The group discussed the importance of a sense of security for delegates, especially on arrival. They encouraged event organisers to ensure that there is more signage than usual at the entrance to an event. They also discussed the difficulty in customer confidence. People have become so used to changes, they acknowledged, that delegates lack confidence than event will actually go ahead if they book it. Andrew Evans (London Concours) said, “I’ve learnt more in 6 months than I’ve done in the last 30 years.” He shared his advice around being on the front foot, the importance of over-communication with partners and audience, and what he’ll be taking forwards including new ways to avoid bottlenecks on entry.
The group agreed that the series model of events was the best way to organise in the current climate, as it allows for sharing costs of infrastructure and encourages collaborative working, whilst stand alone event can be hard to make financially successful.
Following that insightful discussion, Claire and I moved to the NOEA stage for ‘Diversity and Inclusion: An Open Discussion’. Chaired by Caroline Jackson (BVEP), the four panelists shared invaluable expertise around creating more diverse and inclusive workplaces.
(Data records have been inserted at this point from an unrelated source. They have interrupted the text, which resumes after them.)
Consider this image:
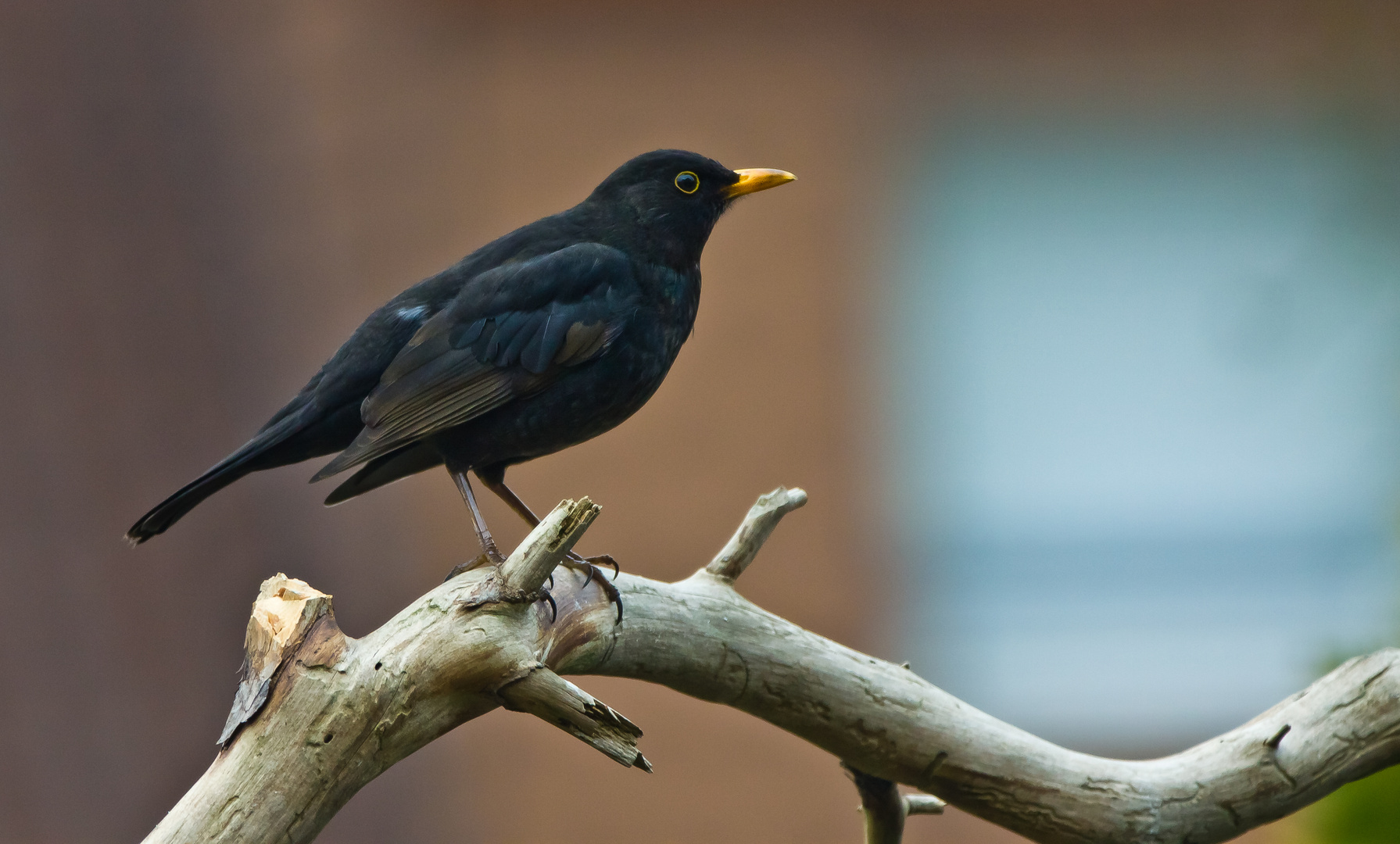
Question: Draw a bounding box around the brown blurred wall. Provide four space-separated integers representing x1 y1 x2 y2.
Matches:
0 0 1400 844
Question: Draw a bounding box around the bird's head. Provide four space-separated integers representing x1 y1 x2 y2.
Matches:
585 150 797 267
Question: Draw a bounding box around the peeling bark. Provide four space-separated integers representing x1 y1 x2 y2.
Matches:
147 488 1400 844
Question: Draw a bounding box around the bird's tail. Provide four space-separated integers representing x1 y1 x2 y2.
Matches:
126 413 303 546
126 455 253 546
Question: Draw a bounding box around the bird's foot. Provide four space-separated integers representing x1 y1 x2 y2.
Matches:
561 552 621 624
442 554 494 582
442 553 560 624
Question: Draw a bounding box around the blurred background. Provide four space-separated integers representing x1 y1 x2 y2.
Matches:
0 0 1400 844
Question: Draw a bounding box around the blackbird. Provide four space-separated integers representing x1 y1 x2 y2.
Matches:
126 150 795 593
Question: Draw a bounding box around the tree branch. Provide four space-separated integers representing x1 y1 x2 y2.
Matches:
147 488 1400 844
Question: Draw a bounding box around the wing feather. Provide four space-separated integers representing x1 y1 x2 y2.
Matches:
312 244 634 480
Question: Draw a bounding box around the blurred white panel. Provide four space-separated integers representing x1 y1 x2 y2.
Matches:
889 126 1400 749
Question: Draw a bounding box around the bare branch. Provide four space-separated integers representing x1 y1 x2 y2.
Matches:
706 487 807 581
501 495 602 592
499 665 651 774
147 490 1400 844
218 573 331 745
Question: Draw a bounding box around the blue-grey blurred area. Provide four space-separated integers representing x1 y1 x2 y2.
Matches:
889 113 1400 753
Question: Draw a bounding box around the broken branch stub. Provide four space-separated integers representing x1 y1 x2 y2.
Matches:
501 495 602 592
218 571 331 745
704 487 807 581
147 490 1400 844
497 665 651 774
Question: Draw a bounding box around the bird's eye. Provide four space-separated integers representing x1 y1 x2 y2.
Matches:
676 170 700 193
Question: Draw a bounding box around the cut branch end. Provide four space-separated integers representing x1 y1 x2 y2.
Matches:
501 495 602 592
706 487 807 581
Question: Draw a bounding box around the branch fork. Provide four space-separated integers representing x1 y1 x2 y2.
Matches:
147 487 1400 844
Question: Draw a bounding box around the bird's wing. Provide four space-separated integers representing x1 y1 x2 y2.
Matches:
312 244 634 480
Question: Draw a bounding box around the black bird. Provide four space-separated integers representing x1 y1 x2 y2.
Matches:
126 150 795 592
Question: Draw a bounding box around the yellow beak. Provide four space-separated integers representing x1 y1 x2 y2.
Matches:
724 166 797 198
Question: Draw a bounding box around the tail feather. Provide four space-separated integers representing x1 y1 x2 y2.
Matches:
321 444 442 506
126 413 312 546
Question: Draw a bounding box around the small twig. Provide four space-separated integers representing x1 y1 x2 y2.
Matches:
706 487 807 581
841 761 948 844
1264 724 1294 750
497 665 651 774
501 495 602 592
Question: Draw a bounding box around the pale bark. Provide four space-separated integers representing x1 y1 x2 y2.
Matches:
147 488 1400 844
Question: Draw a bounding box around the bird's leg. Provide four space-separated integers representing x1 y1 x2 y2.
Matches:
448 469 506 565
476 467 621 621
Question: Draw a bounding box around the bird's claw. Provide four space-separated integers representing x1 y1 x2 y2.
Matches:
584 554 621 579
564 552 621 624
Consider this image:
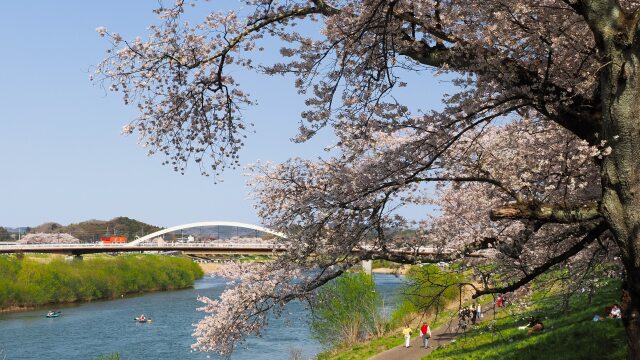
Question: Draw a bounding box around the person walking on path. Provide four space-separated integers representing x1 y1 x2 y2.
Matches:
420 322 431 349
402 324 411 347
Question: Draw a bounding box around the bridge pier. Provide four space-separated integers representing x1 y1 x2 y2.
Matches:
362 260 373 276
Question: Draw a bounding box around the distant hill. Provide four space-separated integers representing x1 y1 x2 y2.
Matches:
29 216 161 241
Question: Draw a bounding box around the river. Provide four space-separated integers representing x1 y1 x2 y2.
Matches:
0 274 402 360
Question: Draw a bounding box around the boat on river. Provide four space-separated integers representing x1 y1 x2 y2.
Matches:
47 311 62 318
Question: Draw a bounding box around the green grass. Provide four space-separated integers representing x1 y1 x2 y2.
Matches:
316 333 404 360
0 254 203 309
428 282 627 360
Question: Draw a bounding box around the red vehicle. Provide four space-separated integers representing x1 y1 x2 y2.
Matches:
100 236 127 245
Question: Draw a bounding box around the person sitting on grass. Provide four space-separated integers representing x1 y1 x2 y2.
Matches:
609 304 622 319
527 317 544 335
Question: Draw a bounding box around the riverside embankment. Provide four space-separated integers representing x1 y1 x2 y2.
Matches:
0 254 204 312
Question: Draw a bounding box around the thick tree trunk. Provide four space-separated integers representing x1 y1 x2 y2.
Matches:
600 41 640 359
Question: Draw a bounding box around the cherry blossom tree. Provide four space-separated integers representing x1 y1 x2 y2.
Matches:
96 0 640 358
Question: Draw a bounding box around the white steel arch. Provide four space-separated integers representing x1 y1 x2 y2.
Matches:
127 221 286 246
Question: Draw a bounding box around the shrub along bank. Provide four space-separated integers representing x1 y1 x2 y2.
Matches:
0 254 203 309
Stephanie Corker (Wasserman) highlighted three key pillars of D&I: increasing culture awareness (ie inclusive language and recognition of different holidays), creating inclusive environments and understanding lived experiences. Steph said it is important to make sure that the responsibility of diversity and inclusion work doesn’t fall only on the shoulders of diverse individuals, and stressed the importance of senior leaders backing D&I initiatives. David Akosim (NFL) spoke about his own journey in NFL, a journey mobilised by junior staff approaching senior leaders and explaining why the workplace culture needed to change. He recommended being true to your own journey and the needs of your own workplace, rather than comparing yourself to others. Everyone is at different stages of their journey and everyone has different problems around diversity to address, he said. Think about who your employees and colleagues are and then listen to them, he continued, in order to review practises in your workplace.
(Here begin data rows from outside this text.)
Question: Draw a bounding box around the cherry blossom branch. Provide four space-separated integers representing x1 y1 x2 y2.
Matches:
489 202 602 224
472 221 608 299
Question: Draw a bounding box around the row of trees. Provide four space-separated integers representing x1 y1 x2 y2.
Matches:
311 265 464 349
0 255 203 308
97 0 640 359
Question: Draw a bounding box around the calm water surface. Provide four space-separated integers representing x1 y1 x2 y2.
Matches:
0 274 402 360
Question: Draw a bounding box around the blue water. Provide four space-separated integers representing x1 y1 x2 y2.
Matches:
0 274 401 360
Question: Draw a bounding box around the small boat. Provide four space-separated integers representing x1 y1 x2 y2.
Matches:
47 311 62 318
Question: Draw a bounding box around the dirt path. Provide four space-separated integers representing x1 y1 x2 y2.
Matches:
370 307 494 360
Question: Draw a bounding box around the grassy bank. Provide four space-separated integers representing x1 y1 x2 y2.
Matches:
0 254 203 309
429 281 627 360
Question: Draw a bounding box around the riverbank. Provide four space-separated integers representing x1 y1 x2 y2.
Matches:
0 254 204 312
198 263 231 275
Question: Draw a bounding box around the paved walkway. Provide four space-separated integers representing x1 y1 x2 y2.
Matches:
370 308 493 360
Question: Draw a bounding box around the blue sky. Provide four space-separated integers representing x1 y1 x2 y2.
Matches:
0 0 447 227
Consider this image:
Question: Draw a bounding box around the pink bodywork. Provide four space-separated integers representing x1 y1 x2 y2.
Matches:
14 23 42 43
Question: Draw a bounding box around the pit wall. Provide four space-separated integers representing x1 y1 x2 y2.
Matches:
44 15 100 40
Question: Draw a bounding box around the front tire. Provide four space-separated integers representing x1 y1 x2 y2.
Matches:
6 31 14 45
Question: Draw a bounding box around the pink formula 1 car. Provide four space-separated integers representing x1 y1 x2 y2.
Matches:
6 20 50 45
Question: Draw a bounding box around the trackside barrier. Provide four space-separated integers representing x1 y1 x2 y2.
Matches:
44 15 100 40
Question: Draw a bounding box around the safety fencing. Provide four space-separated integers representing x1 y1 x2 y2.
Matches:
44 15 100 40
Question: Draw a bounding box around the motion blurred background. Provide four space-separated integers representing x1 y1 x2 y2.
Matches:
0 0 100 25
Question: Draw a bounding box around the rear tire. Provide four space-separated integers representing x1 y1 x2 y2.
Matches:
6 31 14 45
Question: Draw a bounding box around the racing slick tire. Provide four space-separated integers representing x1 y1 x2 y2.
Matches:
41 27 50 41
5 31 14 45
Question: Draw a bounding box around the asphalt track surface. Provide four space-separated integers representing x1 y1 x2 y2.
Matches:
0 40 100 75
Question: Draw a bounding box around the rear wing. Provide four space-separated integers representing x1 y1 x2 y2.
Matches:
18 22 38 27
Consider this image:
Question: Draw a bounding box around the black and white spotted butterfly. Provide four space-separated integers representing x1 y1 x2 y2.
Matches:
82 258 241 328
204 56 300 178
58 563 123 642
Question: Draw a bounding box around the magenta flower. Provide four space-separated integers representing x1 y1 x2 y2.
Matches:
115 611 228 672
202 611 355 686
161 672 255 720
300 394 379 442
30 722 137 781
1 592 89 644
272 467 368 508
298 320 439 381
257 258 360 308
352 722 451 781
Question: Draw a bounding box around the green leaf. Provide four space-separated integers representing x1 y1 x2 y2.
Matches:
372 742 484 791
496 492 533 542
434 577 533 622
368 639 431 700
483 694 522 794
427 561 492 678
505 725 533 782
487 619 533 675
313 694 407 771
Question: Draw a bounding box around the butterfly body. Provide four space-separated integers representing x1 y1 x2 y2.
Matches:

Jim Davey (Redwood Event Solutions) added his insight around implementing D&I in much smaller companies, and spoke about the importance of education and outreach. “Get comfortable with feeling uncomfortable,” said LaToyah McAllister-Jones (St Pauls Carnival). Be prepared to take risks, to fail and to learn, in conversations and action around diversity and inclusion, she continued. She highlighted the importance of both education and engagement/ outreach. She spoke about struggling to recruit people of colour from the events sector, and said that outreach needs to start at school level as young people of colour don’t see the event sector as a sector for them.
At the end of the session, Caroline asked each speaker to share a final thought that they wanted to leave the audience with:
- Jim: Put yourself in a state of vulnerability. Communicate what help you need.
- LaToyah: Build accountability into your organisation. Challenge yourself to sit in an uncomfortable space
- David: Network. We are not going to change the world by ourselves so talk to people and learn from people.
- Steph: This whole journey needs empathy. You need to ask for empathy when you make mistakes and you need to you need to give it to diverse people.
Our final talk of the day was entitled ‘Building Back Better – A New Future for Live Events’. The panelists spoke highly of the importance of collaboration and a unified voice, all the way through the supply chain. “The more together we are, the further we’re going to go,” said James King (AEG Presents). “By coming together on this we will create a stronger market for everyone,” agreed Phil Bowdery (Live Nation. As both an event organiser and a supplier, Gill Tee (Black Deer Festival) recommended treating suppliers at the top end, not the bottom end, of the chain. We must “embrace our suppliers”, she said, or we risk losing them. Collectively the panel agreed that understanding every part of the chain was vital for building back better. This is an industry built on passion, said one panelist, but that doesn’t mean we don’t need to nurture it.
Thank you for having us at The Event Production Show 2021!